Books, of all kinds. Professors, for that matter. Anyone/anything that wants to challenge my mind. I literally get off on new ideas, finding out the truth, understanding the complexity of something. That’s damn important to me.

Bernie Sanders. Laughable to include him, but he’s the first politician I’ve ever seen who has made me feel great about America. If we can do what Sanders wants to do, I think we’ll be a much better off, more moral country. It’s amazing that someone like him exists. A true man of moral principle.

I’m thankful for my republican and religious friends. Without them I wouldn’t understand the boundaries of my own ignorance as well. Though i disagree with their conclusions about the world, they make me think harder than anyone who agrees with me could. I appreciate a lot of America because of them.

In that sense: China. My trip over there for six weeks this year wasn’t “profound” or “transformative” in the romantic way most writers and students who travel doll it up to be. But it was genuinely cool and humbling to be in the literal other side of the globe. To see the history blended with the urban modernity of the place was simply crippling to my superiority as an American. I realized a lot of what I valued in life by being away from it. Physically and Psychologically, I was changed a little bit. But I would never go back. Fuck that.

My garden. The Plant Ranch. Everything to do with plants is fascinating to me. I love them. I want the whole world to love plants. It makes no sense, I have no reasons or argument for why I think plants are cool and beautiful and important to care about. But I love them beyond words.

Becoming single. This is weird to be “thankful” for, but I broke up with my partner of 2 1/2 years this October. I didn’t realize it at the time, but the break up was necessary. I have a lot to work on about myself and I want to improve in multitudinous areas. I loved her and, frankly, still feel a deep-seated intimacy and trust and hopefulness for her. But being thrust out of that comfort zone was entirely beneficial to my personal growth. It was the stimulus I needed to get on with becoming “me.”

My friends who work at Bailey’s Gym. They’re awesome people.
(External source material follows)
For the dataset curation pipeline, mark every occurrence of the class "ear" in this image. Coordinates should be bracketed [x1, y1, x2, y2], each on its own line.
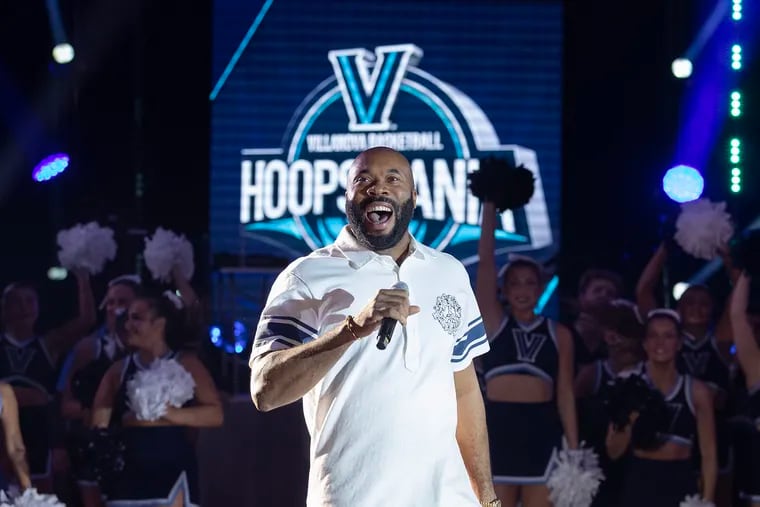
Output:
[153, 317, 166, 335]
My friends from UNF. The “Sextus Empiricus” crowd, as I have dubbed it. Casey, Emily, Joel, and everyone else. We’ve really formed a community and I love them. I haven’t made close friends in a long while but I’ve really opened up to them and they’ve really opened up to me. Cultivating that human centricity to my life is awesome.

My friends in general. Josh, Daniel, Zach (who came back into my life), Andrew, Trevor, Forrest, AJ, Tpro, Chris (who also reappeared), Jacqui (even though we never hang out), and fucking everybody who has stuck with me despite all my bullshit. Expressing appreciation for friends isn’t something we do enough, so I have to overcompensate here.

Anything else that I’d add to this list would spoil the magnificence of everything above, so I’ll arbitrarily stop here. Let it be documented that in the year 2015, everything above this text was awesome. I hope to live life even more next year.